One day I shared an idea with my husband about making videos with my son and sharing them with parents, for their reference. Considering the situation, I kept my activities simple and made sure they could be completed using materials readily available at home. This could be helpful for both parents and their kids. We made a series of videos and started sharing them with parents.

Then we thought it would make sense to keep all the videos in one place, and my husband initiated a YouTube channel called 'Kioskid'. So far we are getting a good number of responses and views. The initial video responses motivated us to make more and continue sharing them, keeping in mind the goal of engaging kids at home - safely, happily and therapeutically.

We have 8 senses in our bodies:

  • Vision

  • Hearing

  • Taste

  • Smell

  • Touch

  • Proprioception

  • Vestibular

  • Interoception

Lifestyle changes related to coronavirus may affect these senses, leading to dysregulation within our children. This can affect them in many ways, including distractibility, meltdowns, stress, aggression, or burnout. As a result of physiological or cognitive changes, children with COVID-19 may therefore have difficulty engaging in everyday activities independently.

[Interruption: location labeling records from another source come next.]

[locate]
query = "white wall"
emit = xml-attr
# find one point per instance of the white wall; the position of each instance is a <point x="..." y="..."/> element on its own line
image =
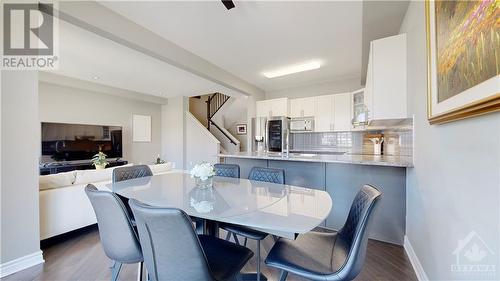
<point x="455" y="186"/>
<point x="173" y="130"/>
<point x="20" y="146"/>
<point x="318" y="89"/>
<point x="73" y="105"/>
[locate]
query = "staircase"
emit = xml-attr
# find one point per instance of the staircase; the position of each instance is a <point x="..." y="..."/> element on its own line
<point x="214" y="104"/>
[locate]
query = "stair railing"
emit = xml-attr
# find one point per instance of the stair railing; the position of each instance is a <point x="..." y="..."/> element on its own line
<point x="214" y="104"/>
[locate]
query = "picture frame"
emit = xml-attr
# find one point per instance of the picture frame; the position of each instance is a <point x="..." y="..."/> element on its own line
<point x="456" y="104"/>
<point x="241" y="129"/>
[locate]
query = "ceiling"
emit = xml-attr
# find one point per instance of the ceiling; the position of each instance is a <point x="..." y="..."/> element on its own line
<point x="258" y="36"/>
<point x="84" y="55"/>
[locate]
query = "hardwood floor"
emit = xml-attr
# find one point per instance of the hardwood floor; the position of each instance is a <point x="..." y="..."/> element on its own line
<point x="80" y="257"/>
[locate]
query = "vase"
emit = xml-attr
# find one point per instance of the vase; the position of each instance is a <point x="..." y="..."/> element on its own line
<point x="202" y="184"/>
<point x="100" y="167"/>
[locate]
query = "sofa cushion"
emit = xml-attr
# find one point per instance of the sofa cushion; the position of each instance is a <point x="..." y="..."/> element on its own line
<point x="160" y="168"/>
<point x="93" y="176"/>
<point x="57" y="180"/>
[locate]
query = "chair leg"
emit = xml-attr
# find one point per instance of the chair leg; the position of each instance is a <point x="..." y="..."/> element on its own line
<point x="258" y="260"/>
<point x="236" y="239"/>
<point x="283" y="275"/>
<point x="116" y="271"/>
<point x="140" y="271"/>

Occupational therapists can work with people to develop strategies to facilitate continued access to their occupations. Circumstances to consider include (but are not limited to) individual, family, community, social and environmental. I aim to enhance, enable and empower young people’s participation in daily tasks. This can be assisted through the inclusion of sensory activities in their day-to-day life, helping children adapt to life's challenges. As occupational therapists, we can increase their independence, drawing on strategies, home planning, sensory diets and telehealth. I believe our role is crucial, as many children are currently struggling with anxiety. To cope, they need help to work on their routine, gross motor activity, physical activity, play, fine motor skills and sensory balance.

Occupational therapy is a creative discipline. I believe its applicability and practicality has no boundaries; our scope is vast...

For parents who need expertise or specialist teams to support their children, the current situation can be disabling. Therapists must therefore adapt, making arrangements as per the needs and availability of clients. It’s time to view things differently and help parents fighting through the pandemic!